Er nahm das Gewehr von der Schulter und legte es beiseite. Dann wickelte er sich die Unabhängigkeitsfahne um den Leib und machte einen Schritt nach vorn.
Kaum hatte er die Schwelle des Gebäudes überschritten, da sauste von weitem eine Kugel heran und durchbohrte seine Stirn.
Er blieb stehen, dann drehte er sich um. Er sah nur einen Blutfleck, der die Wand hinter ihm rot gefärbt hatte. Dann stürzte er auf den Gehsteig und versank allmählich in seinem Blut, während er mit großen Augen in einen Himmel starrte, der noch nicht verschlossen war.

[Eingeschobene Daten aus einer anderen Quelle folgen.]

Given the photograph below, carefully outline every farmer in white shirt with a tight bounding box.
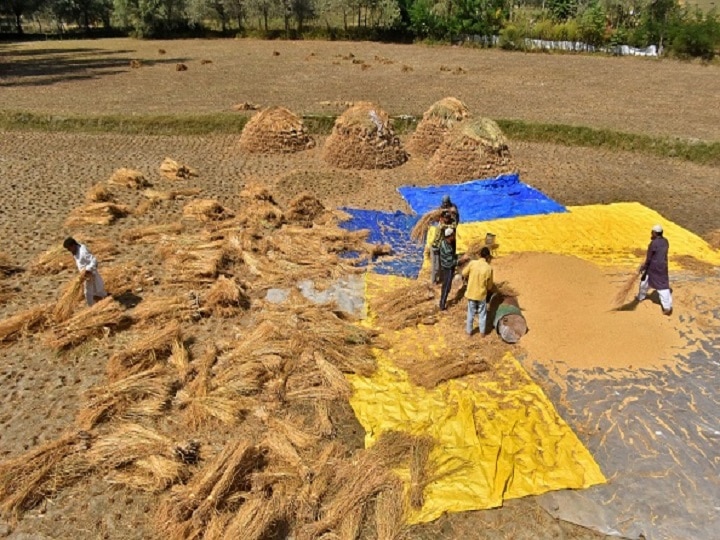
[63,237,107,306]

Aus: Niroz Malek, Der Spaziergänger von Aleppo. Miniaturen. Aus dem Arabischen von Larissa Bender. Weidle Verlag, Bonn 2017, S. 12
„Die 57 kurzen Texte des Bandes führen vor, wie Literatur zum Überlebensmodus wird; wie sie aus der von Staub, Bitterkeit und Verwesung gesättigten Luft atembaren Sauerstoff filtert.“ Angela Schrader, Neue Zürcher Zeitung
Niroz Malek, geb. 1946 in Aleppo, ist ein syrischer Schriftsteller und Maler. Seit 1970 veröffentlichte er acht Erzählbände und sechs Romane. Trotz des Krieges verlässt er Aleppo nicht. Seine Tochter Dinan Hesso lebt in Deutschland. Sein Buch „Der Spaziergänger von Aleppo“ erschien zuerst auf Französisch und wurde 2016 mit dem „Prix Lorientales“ ausgezeichnet. In der ersten Erzählung des Bandes erklärt Malek, warum ihm nichts daran liegt, das sogenannte nackte Leben zu retten: „Weil ich meine Seele nicht in einen noch so großen Koffer stopfen kann. Meine Seele ist all das, was du in meinem Zimmer siehst … Tausende Bücher. Hunderte Schallplatten, Zeichnungen, Gemälde und Photographien.“
Zuletzt erschienen: Der Spaziergänger von Aleppo. Miniaturen. Aus dem Arabischen von Larissa Bender, Bonn 2017.
Larissa Bender, geb. 1958 in Köln, studierte Islamwissenschaft, Ethnologie, Kunstgeschichte und Soziologie in Köln und Berlin. Sie lebt als freie Übersetzerin aus dem Arabischen und Journalistin mit Schwerpunkt arabische Literatur in Syrien und in Köln. Über ihre Anthologie „Innenansichten aus Syrien“ schreibt Stefan Weidner in der Frankfurter Allgemeinen Zeitung: „Kein Foto, keine Fernsehreportage, kein mit Handy gedrehter Clip vermag die Berichte von Zeugen und Betroffenen zu ersetzen, die die Übersetzerin Larissa Bender in ihrer Anthologie ‚Innenansichten aus Syrien‘ versammelt.“
Zuletzt erschienen: Innenansichten aus Syrien: Texte, Fotografien und Bilder. 3., geänderte Neuauflage, Frankfurt 2016.
Nyazi Bakki, geb. in Aleppo, ist ein syrischer Filmemacher. 2014 ist er nach Deutschland geflüchtet und lebt seitdem mit seiner Familie in Köln. Er ist verheiratet mit Niroz Maleks Tochter Dinan Hesso. Schon vor seiner Flucht arbeitete er an seinem Dokumentarfilm über den Jesuitenpater Paolo Dall‘Oglio, der sich als Fürsprecher für Toleranz zwischen den Religionen einsetzte und 2013 von der ISIS Terrormiliz entführt wurde.